Toward Generalized Image Quality Assessment: Relaxing the Perfect Reference Quality Assumption
Du Chen, Tianhe Wu, Kede Ma, Lei Zhang
TL;DR
This work tackles the limitation of the perfect-reference assumption in FR-IQA by introducing DiffIQA, a large-scale dataset of images generated by a diffusion-based enhancer with variable quality relative to references, and A-FINE, a generalized FR-IQA model that adaptively balances fidelity and naturalness via a learned weighting. A-FINE leverages a ViT-CLIP backbone and a pairwise learning-to-rank objective under Thurstone's model to achieve state-of-the-art performance on standard IQA benchmarks and the new DiffIQA dataset, while also validating generalization on a new SR-focused benchmark, SRIQA-Bench.
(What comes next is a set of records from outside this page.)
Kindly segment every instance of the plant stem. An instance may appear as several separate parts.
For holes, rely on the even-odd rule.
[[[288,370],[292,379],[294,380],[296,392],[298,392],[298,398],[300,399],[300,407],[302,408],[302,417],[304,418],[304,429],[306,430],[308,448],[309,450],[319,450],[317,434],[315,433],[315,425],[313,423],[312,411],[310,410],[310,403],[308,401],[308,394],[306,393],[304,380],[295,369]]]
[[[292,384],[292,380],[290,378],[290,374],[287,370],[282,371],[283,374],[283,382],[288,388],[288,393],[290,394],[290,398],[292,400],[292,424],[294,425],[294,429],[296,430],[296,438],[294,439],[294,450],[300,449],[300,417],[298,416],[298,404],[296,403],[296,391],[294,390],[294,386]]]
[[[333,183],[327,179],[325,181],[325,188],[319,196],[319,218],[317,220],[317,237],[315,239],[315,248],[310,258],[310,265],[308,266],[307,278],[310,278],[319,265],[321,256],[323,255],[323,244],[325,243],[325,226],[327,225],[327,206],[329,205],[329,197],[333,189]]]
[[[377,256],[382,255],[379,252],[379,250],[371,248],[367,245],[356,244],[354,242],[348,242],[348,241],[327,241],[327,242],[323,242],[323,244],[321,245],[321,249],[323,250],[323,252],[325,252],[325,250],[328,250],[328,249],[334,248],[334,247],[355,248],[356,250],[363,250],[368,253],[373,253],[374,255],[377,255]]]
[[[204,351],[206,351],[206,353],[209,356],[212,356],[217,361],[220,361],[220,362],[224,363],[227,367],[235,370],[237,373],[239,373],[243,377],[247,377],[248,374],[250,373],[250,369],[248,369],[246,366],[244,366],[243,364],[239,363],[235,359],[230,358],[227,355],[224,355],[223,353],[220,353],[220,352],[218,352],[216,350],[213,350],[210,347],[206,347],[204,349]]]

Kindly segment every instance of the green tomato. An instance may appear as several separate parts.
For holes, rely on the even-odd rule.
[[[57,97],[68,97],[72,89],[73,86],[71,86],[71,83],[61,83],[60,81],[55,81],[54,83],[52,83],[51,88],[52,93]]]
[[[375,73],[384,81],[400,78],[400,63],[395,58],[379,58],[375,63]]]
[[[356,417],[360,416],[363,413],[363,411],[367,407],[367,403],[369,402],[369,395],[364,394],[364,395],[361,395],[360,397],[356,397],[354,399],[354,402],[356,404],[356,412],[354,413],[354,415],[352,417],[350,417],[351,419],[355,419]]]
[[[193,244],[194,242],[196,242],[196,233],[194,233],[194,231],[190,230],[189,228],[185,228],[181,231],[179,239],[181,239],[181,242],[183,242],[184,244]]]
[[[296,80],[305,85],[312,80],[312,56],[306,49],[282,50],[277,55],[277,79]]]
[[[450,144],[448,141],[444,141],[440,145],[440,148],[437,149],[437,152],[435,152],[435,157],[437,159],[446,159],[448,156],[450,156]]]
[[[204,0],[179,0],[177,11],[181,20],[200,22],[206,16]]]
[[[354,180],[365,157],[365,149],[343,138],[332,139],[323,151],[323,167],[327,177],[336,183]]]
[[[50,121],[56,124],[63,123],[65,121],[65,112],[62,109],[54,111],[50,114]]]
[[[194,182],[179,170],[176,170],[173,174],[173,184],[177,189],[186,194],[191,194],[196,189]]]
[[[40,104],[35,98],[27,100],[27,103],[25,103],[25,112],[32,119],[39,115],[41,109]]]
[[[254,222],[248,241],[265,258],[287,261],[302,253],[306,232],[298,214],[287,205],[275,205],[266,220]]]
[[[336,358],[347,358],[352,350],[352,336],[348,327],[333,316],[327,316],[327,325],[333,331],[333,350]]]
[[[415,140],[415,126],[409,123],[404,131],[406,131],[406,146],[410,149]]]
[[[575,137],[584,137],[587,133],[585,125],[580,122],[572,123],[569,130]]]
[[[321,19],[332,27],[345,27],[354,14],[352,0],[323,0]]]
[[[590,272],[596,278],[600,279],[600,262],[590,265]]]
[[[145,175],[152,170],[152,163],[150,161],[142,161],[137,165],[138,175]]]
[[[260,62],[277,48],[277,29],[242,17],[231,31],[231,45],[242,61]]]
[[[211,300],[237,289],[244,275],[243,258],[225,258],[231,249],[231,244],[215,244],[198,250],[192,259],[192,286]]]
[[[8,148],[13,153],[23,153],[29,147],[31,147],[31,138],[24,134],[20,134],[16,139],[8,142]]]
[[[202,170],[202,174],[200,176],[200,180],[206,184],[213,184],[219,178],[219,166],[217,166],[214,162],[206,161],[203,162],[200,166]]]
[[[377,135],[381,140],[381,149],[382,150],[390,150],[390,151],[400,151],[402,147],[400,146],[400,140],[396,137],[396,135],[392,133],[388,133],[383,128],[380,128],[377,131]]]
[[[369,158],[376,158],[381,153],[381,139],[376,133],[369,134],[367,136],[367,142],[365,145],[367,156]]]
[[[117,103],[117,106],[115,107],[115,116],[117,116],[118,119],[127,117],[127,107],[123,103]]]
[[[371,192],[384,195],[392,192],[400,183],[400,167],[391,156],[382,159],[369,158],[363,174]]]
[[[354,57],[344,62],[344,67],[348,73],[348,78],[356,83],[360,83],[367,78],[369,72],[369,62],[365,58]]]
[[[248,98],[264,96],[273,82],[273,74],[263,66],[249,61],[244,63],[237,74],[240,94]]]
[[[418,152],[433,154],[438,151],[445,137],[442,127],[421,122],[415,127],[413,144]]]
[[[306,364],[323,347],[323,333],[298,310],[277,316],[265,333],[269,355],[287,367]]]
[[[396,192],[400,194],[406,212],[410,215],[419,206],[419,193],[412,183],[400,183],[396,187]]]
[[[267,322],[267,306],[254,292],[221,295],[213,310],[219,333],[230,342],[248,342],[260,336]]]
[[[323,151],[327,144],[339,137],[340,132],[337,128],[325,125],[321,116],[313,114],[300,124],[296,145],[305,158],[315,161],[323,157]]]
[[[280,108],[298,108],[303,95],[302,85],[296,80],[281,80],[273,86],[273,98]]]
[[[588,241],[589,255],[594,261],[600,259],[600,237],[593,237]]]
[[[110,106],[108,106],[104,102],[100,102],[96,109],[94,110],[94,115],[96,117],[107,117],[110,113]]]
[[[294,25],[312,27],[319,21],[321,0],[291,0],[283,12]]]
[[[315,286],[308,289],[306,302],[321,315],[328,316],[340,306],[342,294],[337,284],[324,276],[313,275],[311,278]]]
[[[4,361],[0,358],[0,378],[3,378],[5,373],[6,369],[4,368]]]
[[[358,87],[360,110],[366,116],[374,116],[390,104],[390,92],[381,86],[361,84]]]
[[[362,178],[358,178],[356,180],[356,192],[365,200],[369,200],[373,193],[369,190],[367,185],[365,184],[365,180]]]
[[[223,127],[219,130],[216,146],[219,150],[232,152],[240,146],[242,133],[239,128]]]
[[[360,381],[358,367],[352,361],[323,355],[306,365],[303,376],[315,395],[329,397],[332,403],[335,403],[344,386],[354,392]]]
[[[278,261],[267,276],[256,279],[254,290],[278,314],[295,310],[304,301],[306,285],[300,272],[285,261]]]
The combination of DiffIQA data, SRIQA-Bench validation, and the adaptive fidelity-naturalness framework enables robust quality assessment in the era of deep generative enhancements, with code and data made public for reproducibility.
Abstract
Full-reference image quality assessment (FR-IQA) generally assumes that reference images are of perfect quality. However, this assumption is flawed due to the sensor and optical limitations of modern imaging systems. Moreover, recent generative enhancement methods are capable of producing images of higher quality than their original. All of these challenge the effectiveness and applicability of current FR-IQA models. To relax the assumption of perfect reference image quality, we build a large-scale IQA database, namely DiffIQA, containing approximately 180,000 images generated by a diffusion-based image enhancer with adjustable hyper-parameters. Each image is annotated by human subjects as either worse, similar, or better quality compared to its reference. Building on this, we present a generalized FR-IQA model, namely Adaptive Fidelity-Naturalness Evaluator (A-FINE), to accurately assess and adaptively combine the fidelity and naturalness of a test image. A-FINE aligns well with standard FR-IQA when the reference image is much more natural than the test image. We demonstrate by extensive experiments that A-FINE surpasses standard FR-IQA models on well-established IQA datasets and our newly created DiffIQA. To further validate A-FINE, we additionally construct a super-resolution IQA benchmark (SRIQA-Bench), encompassing test images derived from ten state-of-the-art SR methods with reliable human quality annotations. Tests on SRIQA-Bench re-affirm the advantages of A-FINE. The code and dataset are available at https://tianhewu.github.io/A-FINE-page.github.io/.